By Dion Rabouin
NEW YORK (Reuters) - Stock markets around the globe dipped and U.S. equities posted their first back-to-back daily declines of the month on Thursday as the rally that has sent Wall Street shares to record highs since Donald Trump's U.S. election victory paused ahead of the Christmas holiday weekend.
U.S. indexes have surged since the Nov. 8 election but were lower Thursday in light trading as investors took profits. The Dow, Nasdaq and S&P 500 have all risen more than 5 percent in the six weeks since Trump's victory, with the Nasdaq and Dow both touching record highs this week.
Some investors believe recent gains may have made stocks too expensive, and that Congress may water down or prevent major infrastructure spending or tax cuts proposed by Trump.
"There are issues hanging over the market," said Donald Selkin, chief market strategist at Newbridge Securities in New York. "You need to digest these gains, and once he becomes president, we’ll see what is actually going to get passed."
Billionaire investor Carl Icahn, tapped by Trump on Wednesday as a special adviser for regulatory issues, said in an interview on CNBC that he was concerned about the stock market in the short term following its recent surge.

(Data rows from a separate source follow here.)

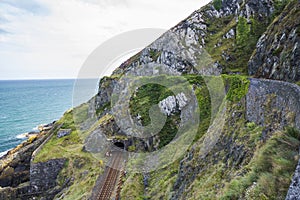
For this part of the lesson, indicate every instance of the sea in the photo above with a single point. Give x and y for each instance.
(25, 104)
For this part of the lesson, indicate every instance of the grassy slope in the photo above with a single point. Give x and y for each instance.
(81, 166)
(225, 177)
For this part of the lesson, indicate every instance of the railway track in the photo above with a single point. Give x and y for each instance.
(111, 177)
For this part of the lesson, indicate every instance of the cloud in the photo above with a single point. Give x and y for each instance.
(52, 38)
(30, 6)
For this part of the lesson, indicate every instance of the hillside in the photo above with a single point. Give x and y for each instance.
(210, 110)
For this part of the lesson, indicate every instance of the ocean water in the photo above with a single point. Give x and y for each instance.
(25, 104)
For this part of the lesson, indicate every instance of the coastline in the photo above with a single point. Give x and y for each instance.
(28, 137)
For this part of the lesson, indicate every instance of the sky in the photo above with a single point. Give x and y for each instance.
(46, 39)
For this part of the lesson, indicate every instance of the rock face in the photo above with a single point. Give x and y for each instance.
(14, 167)
(277, 53)
(172, 103)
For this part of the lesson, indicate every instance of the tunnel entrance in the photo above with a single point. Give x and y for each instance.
(119, 144)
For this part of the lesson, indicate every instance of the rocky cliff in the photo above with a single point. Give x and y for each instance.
(246, 144)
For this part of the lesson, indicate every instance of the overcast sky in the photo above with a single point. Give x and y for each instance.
(52, 38)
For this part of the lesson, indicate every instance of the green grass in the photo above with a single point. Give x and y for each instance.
(81, 166)
(217, 4)
(238, 87)
(273, 165)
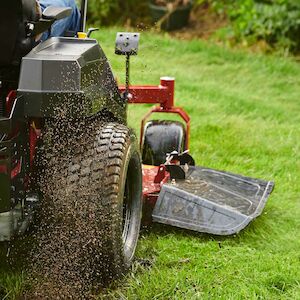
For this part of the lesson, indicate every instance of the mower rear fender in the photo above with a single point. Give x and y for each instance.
(69, 75)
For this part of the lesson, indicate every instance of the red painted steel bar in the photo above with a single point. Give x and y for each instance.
(163, 95)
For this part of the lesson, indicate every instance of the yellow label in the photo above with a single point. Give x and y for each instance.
(81, 35)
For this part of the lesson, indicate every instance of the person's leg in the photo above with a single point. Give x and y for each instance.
(71, 23)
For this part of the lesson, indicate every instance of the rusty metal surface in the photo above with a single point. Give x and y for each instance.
(212, 201)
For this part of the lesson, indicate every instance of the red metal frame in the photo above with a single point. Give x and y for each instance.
(162, 94)
(154, 177)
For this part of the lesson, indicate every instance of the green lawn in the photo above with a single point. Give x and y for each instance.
(245, 111)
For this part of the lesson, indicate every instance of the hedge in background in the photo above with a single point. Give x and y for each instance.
(275, 21)
(112, 12)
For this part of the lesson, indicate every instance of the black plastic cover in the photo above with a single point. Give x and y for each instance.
(70, 73)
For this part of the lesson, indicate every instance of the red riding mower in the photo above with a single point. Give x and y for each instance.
(36, 80)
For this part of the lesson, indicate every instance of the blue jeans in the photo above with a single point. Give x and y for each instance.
(72, 23)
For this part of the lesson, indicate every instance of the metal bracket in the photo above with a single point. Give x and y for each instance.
(127, 43)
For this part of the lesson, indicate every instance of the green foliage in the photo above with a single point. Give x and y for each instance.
(245, 113)
(112, 12)
(275, 21)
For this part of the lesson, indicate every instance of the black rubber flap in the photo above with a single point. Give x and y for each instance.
(212, 201)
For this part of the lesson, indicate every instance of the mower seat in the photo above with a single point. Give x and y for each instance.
(14, 42)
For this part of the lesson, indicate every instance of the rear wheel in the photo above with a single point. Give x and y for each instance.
(96, 190)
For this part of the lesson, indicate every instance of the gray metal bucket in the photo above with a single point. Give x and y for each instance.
(212, 201)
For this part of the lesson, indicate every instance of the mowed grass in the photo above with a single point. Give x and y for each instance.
(245, 111)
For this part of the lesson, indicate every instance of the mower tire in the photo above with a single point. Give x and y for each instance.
(103, 182)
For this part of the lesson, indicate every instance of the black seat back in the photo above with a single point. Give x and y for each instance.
(14, 43)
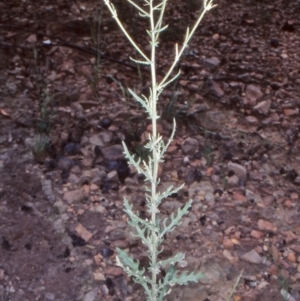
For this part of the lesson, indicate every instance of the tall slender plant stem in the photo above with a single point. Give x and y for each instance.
(152, 231)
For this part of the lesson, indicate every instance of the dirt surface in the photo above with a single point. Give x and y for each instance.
(65, 109)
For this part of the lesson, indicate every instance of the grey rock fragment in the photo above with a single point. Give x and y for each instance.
(252, 257)
(239, 170)
(91, 295)
(48, 191)
(212, 63)
(113, 152)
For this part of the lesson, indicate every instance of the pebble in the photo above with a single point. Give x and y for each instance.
(253, 92)
(73, 196)
(256, 234)
(96, 140)
(239, 170)
(91, 295)
(227, 243)
(266, 226)
(49, 296)
(233, 181)
(263, 107)
(252, 257)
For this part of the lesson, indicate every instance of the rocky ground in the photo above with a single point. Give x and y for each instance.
(64, 111)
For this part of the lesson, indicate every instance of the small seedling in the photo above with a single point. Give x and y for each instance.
(153, 230)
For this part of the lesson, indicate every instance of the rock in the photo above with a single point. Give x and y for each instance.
(212, 63)
(73, 196)
(256, 234)
(239, 170)
(253, 92)
(114, 271)
(59, 226)
(263, 107)
(64, 163)
(291, 112)
(113, 152)
(49, 296)
(190, 146)
(83, 232)
(97, 140)
(266, 226)
(213, 272)
(233, 181)
(47, 189)
(216, 89)
(252, 120)
(252, 257)
(91, 295)
(60, 206)
(286, 295)
(292, 257)
(106, 136)
(98, 276)
(32, 39)
(227, 243)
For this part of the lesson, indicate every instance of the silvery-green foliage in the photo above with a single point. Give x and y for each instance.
(152, 231)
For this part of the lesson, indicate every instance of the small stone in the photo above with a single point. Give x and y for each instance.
(233, 181)
(60, 206)
(291, 112)
(83, 232)
(295, 248)
(268, 200)
(290, 236)
(239, 170)
(99, 276)
(294, 196)
(227, 243)
(263, 107)
(32, 39)
(239, 197)
(256, 234)
(228, 255)
(292, 257)
(286, 295)
(266, 226)
(114, 271)
(113, 152)
(252, 257)
(288, 203)
(97, 140)
(212, 63)
(122, 244)
(73, 196)
(49, 296)
(91, 295)
(190, 145)
(252, 120)
(216, 89)
(253, 92)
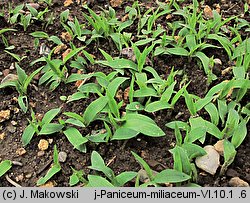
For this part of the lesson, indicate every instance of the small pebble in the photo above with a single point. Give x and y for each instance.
(2, 135)
(217, 61)
(17, 163)
(34, 5)
(11, 128)
(50, 141)
(237, 182)
(9, 77)
(19, 178)
(20, 151)
(49, 184)
(62, 156)
(6, 72)
(13, 123)
(209, 162)
(4, 115)
(219, 147)
(29, 175)
(12, 67)
(43, 144)
(232, 173)
(144, 176)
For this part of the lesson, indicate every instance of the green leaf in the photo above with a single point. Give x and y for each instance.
(178, 135)
(193, 150)
(73, 180)
(6, 30)
(124, 133)
(21, 74)
(114, 85)
(222, 109)
(55, 39)
(202, 102)
(171, 176)
(119, 64)
(134, 106)
(180, 124)
(97, 163)
(106, 55)
(123, 178)
(23, 103)
(157, 105)
(144, 165)
(181, 160)
(190, 103)
(40, 34)
(213, 113)
(5, 166)
(196, 133)
(74, 115)
(75, 122)
(29, 78)
(76, 138)
(12, 83)
(98, 181)
(27, 135)
(50, 115)
(52, 171)
(239, 134)
(177, 51)
(113, 106)
(143, 124)
(76, 96)
(94, 108)
(72, 53)
(229, 155)
(232, 122)
(214, 130)
(50, 128)
(144, 41)
(205, 61)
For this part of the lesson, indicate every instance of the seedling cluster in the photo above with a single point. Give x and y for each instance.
(221, 114)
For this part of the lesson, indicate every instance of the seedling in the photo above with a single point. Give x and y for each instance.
(77, 177)
(106, 26)
(4, 39)
(55, 71)
(165, 176)
(5, 166)
(56, 167)
(21, 84)
(98, 164)
(43, 127)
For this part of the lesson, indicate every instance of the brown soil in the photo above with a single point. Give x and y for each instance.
(154, 150)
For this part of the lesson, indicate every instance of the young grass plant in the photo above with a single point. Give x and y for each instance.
(98, 164)
(163, 177)
(5, 166)
(21, 84)
(56, 167)
(43, 127)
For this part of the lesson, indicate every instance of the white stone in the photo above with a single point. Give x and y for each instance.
(209, 162)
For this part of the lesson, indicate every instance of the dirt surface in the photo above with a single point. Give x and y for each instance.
(154, 150)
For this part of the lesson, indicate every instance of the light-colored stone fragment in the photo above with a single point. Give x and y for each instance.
(4, 115)
(237, 182)
(219, 147)
(43, 145)
(20, 151)
(209, 162)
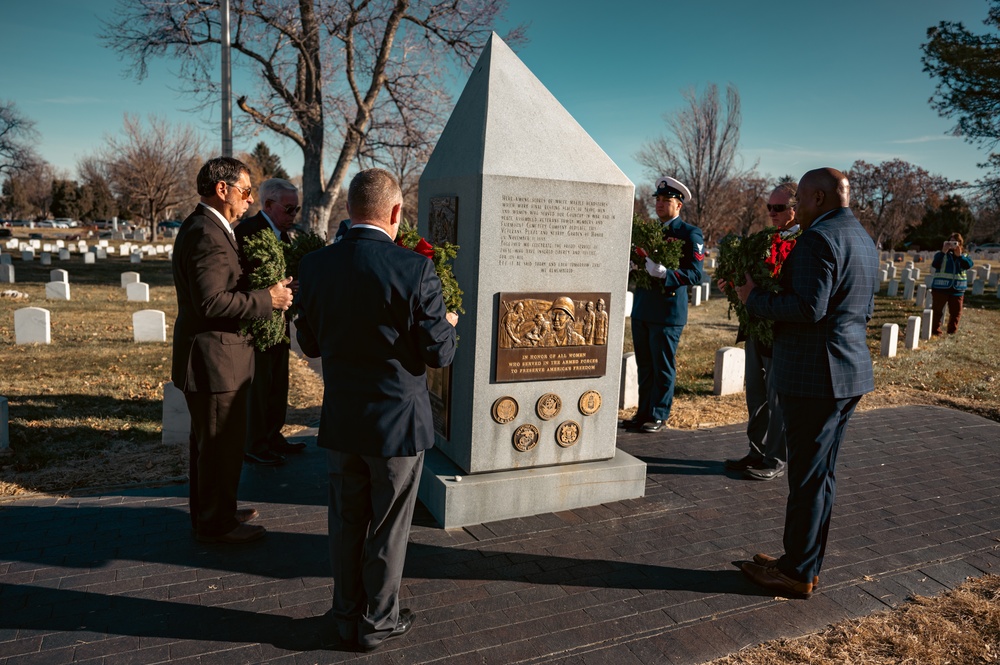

The Dow Jones Industrial Average <.DJI> fell 23.01 points, or 0.12 percent, to close at 19,918.95, the S&P 500 <.SPX> lost 4.22 points, or 0.19 percent, to 2,260.96 and the Nasdaq Composite <.IXIC> dropped 24.01 points, or 0.44 percent, to 5,447.42.
The Dow recorded its first two-day decline since Nov. 4.
The dollar was little changed against a basket of six major currencies <.DXY>, hovering below a 14-year high reached this week as modest buying emerged following a round of profit-taking. It was marginally higher at 103.08 but still below 103.65 it set on Tuesday, its highest since December 2002.[FRX/]
Traders brushed off mostly upbeat U.S. economic data and held off further bullish dollar bets ahead of Christmas, analysts said.
"We have had a big rally and we are due for a breather," said Ed Al-Hussainy, senior interest rate and currency analyst at Columbia Threadneedle Investments in Minneapolis.
European markets were also broadly lower, with the pan-European STOXX 600 <.STOXX> index falling 0.21 percent, closing lower for the second straight session after marking its highest level since Jan. 4.
MSCI's broadest index of Asia-Pacific shares outside Japan <.MIAPJ0000PUS> slipped 0.8 percent with the Nikkei <.N225> finishing 0.1 percent lower, having hit a one-year high this week.
A metric of stocks markets around the globe <.MIWD00000PUS> fell 0.3 percent.
Emerging market bourses saw the sharpest of the day's declines in equities with MSCI's emerging markets index <.MSCIEF> falling 1.1 percent to a one-month low. It has closed lower in six of the last seven sessions.
The U.S. election outcome has slammed emerging market currencies and equities as Trump's campaign pledges to rewrite trade deals, along with rising U.S. interest rates and a firmer dollar which increases the cost of repaying loans many countries have in U.S. currency, have sent investors toward the exits.
U.S. Treasury yields <US10YT=RR> rose after data showed the U.S. economy grew faster than initially thought in the third quarter, notching its best performance in two years, and as investors prepared for new Treasury supply next week.
Oil prices rose around 0.5 percent, spurred by the pause in the dollar rally and optimism that crude producers would abide by an agreement to limit output to prop up prices.